Waterford Office Bans Awkward Small Talk In Office Kitchen


IN AN EFFORT to boost employee morale by some 700%, one Waterford company has taken the unprecedented step of banning all excruciating attempts at making small talk while in the office kitchen, WWN can reveal.

An area responsible for a serious amount of foot traffic in the offices of Hanlahan Recruitment Solutions, the office kitchen has become the primary location for awkward and skin crawling small talk, something hated by almost 100% of office workers nationwide.

With staff returning from a bank holiday weekend, MD at Hanlahan Recruitment, Peter Hanlahan, took the courageous decision to ban all small talk in order to save staff from having to ask someone they don’t know, like or care for, all about their boring trip to the beach.

“We knew we had to do something when Sinead from accounts was talking about the jumper she knitted for her cats. No individual should be subjected to that sort of stuff when they’ve just popped in to heat up some soup in the microwave,” explained MD at Hanlahan Recruitment Peter Hanlahan.

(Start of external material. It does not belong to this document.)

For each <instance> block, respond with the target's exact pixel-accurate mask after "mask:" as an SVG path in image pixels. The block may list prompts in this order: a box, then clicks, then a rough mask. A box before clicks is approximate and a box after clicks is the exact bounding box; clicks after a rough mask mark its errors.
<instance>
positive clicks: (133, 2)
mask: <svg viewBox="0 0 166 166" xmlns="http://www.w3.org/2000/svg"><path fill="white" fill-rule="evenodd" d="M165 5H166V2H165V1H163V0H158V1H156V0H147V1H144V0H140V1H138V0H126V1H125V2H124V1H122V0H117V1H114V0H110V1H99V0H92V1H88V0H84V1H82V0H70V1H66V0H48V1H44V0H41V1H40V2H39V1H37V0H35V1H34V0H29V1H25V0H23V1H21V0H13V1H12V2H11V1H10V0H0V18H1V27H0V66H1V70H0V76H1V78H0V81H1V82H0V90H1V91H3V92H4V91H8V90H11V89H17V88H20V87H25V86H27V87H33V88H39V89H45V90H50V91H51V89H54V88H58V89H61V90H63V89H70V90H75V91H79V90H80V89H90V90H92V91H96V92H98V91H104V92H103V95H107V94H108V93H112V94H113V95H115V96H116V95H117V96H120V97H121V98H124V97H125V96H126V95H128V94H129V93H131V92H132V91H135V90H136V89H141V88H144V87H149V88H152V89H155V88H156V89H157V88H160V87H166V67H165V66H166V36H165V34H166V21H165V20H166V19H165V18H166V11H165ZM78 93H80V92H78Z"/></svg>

The Waterford firm, which employs 17, is not unlike other offices up and down the country which has seen some terrifying instances of small talk being eked out by employees who have had the misfortune of running into one another in the office kitchen or canteen.

“All the careful trip-to-the-kitchen planning in the world, and you can still bump into Tom from sales, and Christ can he shite on. I’m so thankful I can just keep the head down and not even bother with that half-hearted head nod routine, I sometimes do,” shared one employee, who has had his fill of stories of how one of his coworkers’ kids did something gas.

Hanlahan’s decision will spare his employees from an estimated 4800 hours worth of awkwardly staring at their feet while thinking of something, anything to say to their coworker who is horsing into a Yakult while sitting at the communal kitchen table.